6.2. In ogni caso rimane che la ricorrente, giusto quanto sopra osservato, avrebbe potuto e dovuto, dinanzi alla conoscenza del titolo nella sua consistenza documentale, al procedere dell’attività edificatoria ed al sospetto di illegittimità del titolo, acquisire per tempo gli allegati progettuali in modo da comprendere e verificare gli aspetti di dettaglio per i quali verosimilmente già serbava dei dubbi (giova rimarcare che le censure svolte in primo grado tendono a dimostrare che a fronte dei 2.154,34 m.c. autorizzati, solo 714 potevano esserlo legittimamente, dunque scostamenti così rilevanti da essere percepiti sin dalle prime battute).

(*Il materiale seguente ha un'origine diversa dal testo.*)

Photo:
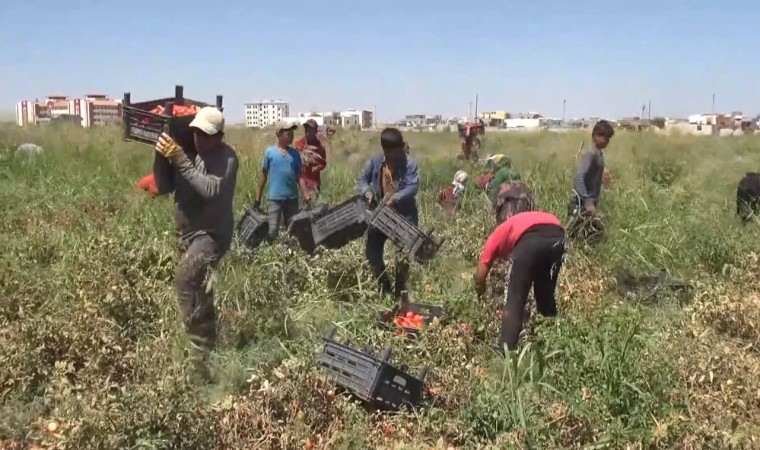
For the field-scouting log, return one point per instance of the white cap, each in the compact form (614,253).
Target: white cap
(209,120)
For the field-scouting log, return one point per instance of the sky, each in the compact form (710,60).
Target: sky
(604,59)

6.3. La tesi secondo la quale, nonostante la conoscenza del provvedimento, l’interesse all’impugnazione (ossia la percezione della lesività) sia sorto solo in occasione dell’accesso agli atti, ed in relazione agli aspetti progettuali non ancora emergenti dal concreto avanzamento dei lavori, non regge avuto riguardo alla natura dei vizi fatti valere ed alla vicende pregresse, essendo piuttosto verosimile che l’accesso agli atti (tardivo rispetto alle esigenze di tutela) sia stato un espediente per procrastinare nel tempo l’azione di annullamento o comunque per salvarla da una decadenza già consumata.

In ipotesi siffatte il principio per cui il termine per impugnare decorre per il terzo (non destinatario della notifica del titolo) dal completamento dei lavori, o dall’avvenuto accesso agli atti, comprensivi del progetto, deve essere inteso nel senso che, ove il provvedimento amministrativo sia già conosciuto, l’accesso valga a segnare il dies a quo solo ove costituisca l’occasione per rilevare profili pregiudizievoli che non siano già emersi dal contenuto del provvedimento o dal concreto progredire dei lavori, e sempre che lo stesso non rappresenti un espediente finalizzato a differire nel tempo l’esperimento dell’azione di annullamento.

7. L’appello è pertanto accolto e, per l’effetto, in riforma della sentenza gravata, il ricorso originario è dichiarato inammissibile in quanto tardivo.

8. La decisione, investendo la stessa proponibilità dell’azione annullatoria rende inutile l’esame di tutte le altre questioni sollevate, in rito e nel merito.

9. Avuto riguardo alle peculiarità delle questioni trattate, sussistono giusti motivi per compensare tra le parti le spese di entrambi i gradi di giudizio.